Mixed experiences at Indian residential school

Bishop Lydia Mamakwa points to the location of Poplar Hill residential school on a map of Canada. Photo: Marites N. Sison
Published July 14, 2011

Inuvik- Attending an Indian residential school gave Lydia Mamakwa the faith that led to her calling as an Anglican priest, and later, as area bishop of northern Ontario in the diocese of Keewatin. But, at one point, it had also left her confused about her identity as a native person.

“My experience (at residential school) was more good than bad,” said Bishop Mamakwa, who attended the Poplar Hill School in northwestern Ontario, which was administered by the Mennonite-associated Northern Gospel Light Mission.

 

Bishop spoke to the Anglican Journal about her experiences at the school, when she participated in the National Northern event of the Truth and Reconciliation Commission of Canada (TRC) here June 27 to July 1.

“The good thing about it was learning about the Bible. We had Bible teaching every day, and we learned a lot of hymns. We also learned practical stuff like sewing, knitting, cooking and home nursing,” said Bishop Mamakwa.

The bad part, which Bishop Mamakwa said she only came to grips with later on in life, was “we were made to feel that our identity was not good.”

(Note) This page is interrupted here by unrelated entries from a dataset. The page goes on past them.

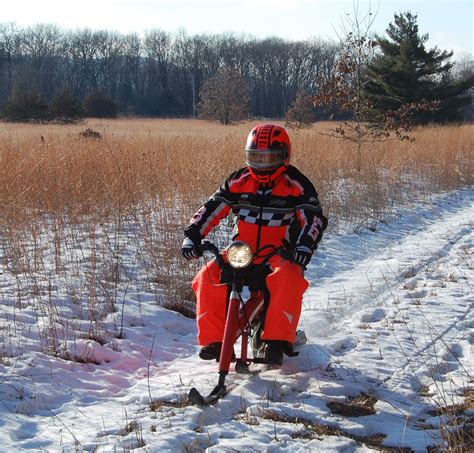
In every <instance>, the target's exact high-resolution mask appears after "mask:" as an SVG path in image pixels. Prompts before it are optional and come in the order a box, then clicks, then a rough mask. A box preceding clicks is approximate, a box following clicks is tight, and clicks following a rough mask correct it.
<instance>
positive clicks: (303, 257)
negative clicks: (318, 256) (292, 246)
mask: <svg viewBox="0 0 474 453" xmlns="http://www.w3.org/2000/svg"><path fill="white" fill-rule="evenodd" d="M312 256H313V251H312V250H311V249H310V248H309V247H306V246H305V245H298V246H296V247H295V250H293V261H294V262H295V263H296V264H299V265H300V266H301V267H302V268H303V269H305V268H306V266H307V265H308V264H309V262H310V261H311V257H312Z"/></svg>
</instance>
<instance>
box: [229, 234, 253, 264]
mask: <svg viewBox="0 0 474 453" xmlns="http://www.w3.org/2000/svg"><path fill="white" fill-rule="evenodd" d="M252 259H253V252H252V249H251V248H250V245H248V244H247V243H245V242H242V241H235V242H232V244H230V245H229V247H227V260H228V261H229V264H230V265H231V266H232V267H235V268H236V269H242V268H244V267H247V266H248V265H249V264H250V263H251V262H252Z"/></svg>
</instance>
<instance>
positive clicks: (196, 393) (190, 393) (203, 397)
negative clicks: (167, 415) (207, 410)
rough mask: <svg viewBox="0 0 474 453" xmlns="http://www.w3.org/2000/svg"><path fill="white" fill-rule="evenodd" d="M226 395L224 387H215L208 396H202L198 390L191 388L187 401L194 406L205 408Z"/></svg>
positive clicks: (214, 402) (224, 388) (212, 403)
mask: <svg viewBox="0 0 474 453" xmlns="http://www.w3.org/2000/svg"><path fill="white" fill-rule="evenodd" d="M225 395H227V389H226V387H225V385H217V386H216V387H215V388H214V390H213V391H212V392H211V393H210V394H209V395H208V396H202V395H201V394H200V393H199V390H198V389H196V388H195V387H193V388H192V389H191V390H190V391H189V394H188V401H189V402H190V403H192V404H194V405H195V406H200V407H206V406H211V405H212V404H215V403H217V401H219V399H220V398H222V397H223V396H225Z"/></svg>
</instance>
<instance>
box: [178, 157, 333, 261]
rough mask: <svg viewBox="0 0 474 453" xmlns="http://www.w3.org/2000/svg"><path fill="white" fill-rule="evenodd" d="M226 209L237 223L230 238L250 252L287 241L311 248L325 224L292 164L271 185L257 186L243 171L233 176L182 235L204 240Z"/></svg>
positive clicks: (312, 247)
mask: <svg viewBox="0 0 474 453" xmlns="http://www.w3.org/2000/svg"><path fill="white" fill-rule="evenodd" d="M230 210H232V213H233V214H234V215H235V217H236V220H237V222H236V229H237V234H236V235H235V237H234V239H239V240H242V241H245V242H247V243H248V244H249V245H250V246H251V247H252V250H253V251H254V252H255V251H256V250H257V249H258V248H260V247H262V246H264V245H267V244H272V245H274V246H276V247H279V246H281V245H282V244H283V242H284V241H285V240H286V241H288V242H289V243H290V244H291V245H292V246H296V245H304V246H307V247H309V248H310V249H312V250H314V249H315V247H316V245H317V243H318V242H319V241H320V240H321V236H322V233H323V231H324V229H325V228H326V226H327V219H326V217H324V215H323V212H322V209H321V205H320V204H319V200H318V194H317V192H316V189H315V188H314V186H313V184H312V183H311V181H310V180H309V179H308V178H307V177H306V176H304V175H303V174H302V173H301V172H300V171H299V170H298V169H297V168H296V167H293V166H292V165H289V166H288V168H287V169H286V171H285V172H284V173H283V174H282V175H280V176H279V177H278V178H277V179H276V180H275V181H272V182H271V183H270V184H262V183H260V182H258V181H257V180H256V179H255V177H254V176H252V174H251V173H250V171H249V169H248V168H247V167H245V168H241V169H240V170H237V171H236V172H234V173H232V174H231V175H230V176H229V177H228V178H227V179H226V180H225V182H224V184H223V185H222V186H221V187H220V188H219V189H218V190H217V192H215V193H214V195H212V197H211V198H209V200H208V201H206V203H204V204H203V205H202V206H201V207H200V208H199V209H198V211H197V212H196V214H194V216H193V218H192V219H191V222H190V224H189V226H188V227H187V228H186V229H185V231H184V233H185V235H186V236H187V237H189V238H191V239H193V238H194V239H203V238H205V237H206V236H207V234H208V233H209V232H210V231H211V230H212V228H214V227H215V226H216V225H218V224H219V222H220V221H221V220H222V219H223V218H224V217H226V216H227V215H228V213H229V211H230Z"/></svg>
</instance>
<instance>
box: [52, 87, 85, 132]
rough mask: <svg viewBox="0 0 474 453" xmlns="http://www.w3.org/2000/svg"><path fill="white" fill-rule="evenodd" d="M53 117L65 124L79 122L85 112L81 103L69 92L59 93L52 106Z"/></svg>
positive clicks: (66, 91) (80, 119)
mask: <svg viewBox="0 0 474 453" xmlns="http://www.w3.org/2000/svg"><path fill="white" fill-rule="evenodd" d="M50 112H51V117H52V118H53V119H55V120H56V121H58V122H60V123H63V124H68V123H69V124H71V123H77V122H79V121H80V120H81V119H82V117H83V116H84V112H83V110H82V107H81V105H80V103H79V101H78V100H77V99H76V98H75V97H74V95H73V94H72V93H71V92H70V91H69V90H68V89H66V90H64V91H62V92H61V93H59V94H58V95H57V96H56V97H55V98H54V99H53V102H52V103H51V106H50Z"/></svg>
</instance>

She recalled arriving at Poplar Hill in 1964, at the age of 15, and being sat down by the head matron to go over school policies, one of which was not to speak Oji-Cree, her native language. On her first day at school, she had put on the new clothes that her mother had packed for her, but was made to take them off. “I was heading downstairs and I saw the matron. She tells me right away in a sharp voice, ‘Go back, take off those clothes and put on the ones we gave you,’ she said. “They wanted us to dress like them…(they) wore floral-coloured long skirts and leotards.”

One time, she said, she was caught speaking Oji-Cree and was taken to a big dining hall where she was made to write a hundred times on the blackboard, “I will not speak my language again.”

That they would be forbidden “to be who we were meant to be” was “a shock for me,” said Bishop Mamakwa. “Even at my early teens, my language seemed beautiful to me. I wanted to speak it.”

There had also been “invasion of privacy,” she said, recalling how her letters home and how packages they received from home would be censored. There were also occasions when her suitcase was pried open and things were removed. “That made me feel [I was not] seen as a worthwhile person for somebody to go through [my] stuff,” said Bishop Mamakwa.

Bishop Mamakwa said she “learned to live with it,” but there were some experiences that left her confused. One time the supervisors took students to a picnic and some of them had caught some fish and they were asked to cook it in an open pit and to make bannock (traditional native bread). “I was shocked that we were allowed to do that. I was confused and I remember I didn’t want to participate in that activity because I was afraid that we would be punished,” she said.

She overcame her fear and confusion with the help of her parents. “They were very strong in their faith in God and they told me that your faith will carry you through,” she said. “I had long talks with my mom after I came back from school and I was so confused. She was the one who set me in the right direction-that I could take out what was good from that school.”

Last year, Mennonite Church Canada (MCC) passed a resolution acknowledging the involvement of Mennonites “in the falling of the Christian Church” through the residential schools. Neither the MCC nor its predecessor, the Conference of Mennonites in Canada, operated any residential schools, but some congregations and individuals had been involved not just in Poplar Hill but with day schools and children’s homes for aboriginal children. However, only Poplar Hill was included in the list of schools listed in the 2007 Indian Residential Schools Settlement Agreement.

Bishop Mamakwa said she was glad that she participated in the TRC event. She said she came for herself and for other former students. “I felt it was important to be here for them as I can identify with the stories, the emotions, the feelings that they are feeling,” she said.

How did she feel as she sat listening to the testimonies of former students? “Depending on the severity of the punishment or discipline imposed on them, sometimes I found it hard to listen to the stories and sometimes, I asked myself, ‘How could they do this to a child?'” she said.

But there were moments that she also found uplifting, including the testimony of a former student who went through horrific abuse at a school and said he was able to overcome the odds because of his faith. “That’s what I would like to see for the former students. If they can find hope, faith and trust in Jesus, and have a relationship with him, they will get healing from there,” she said.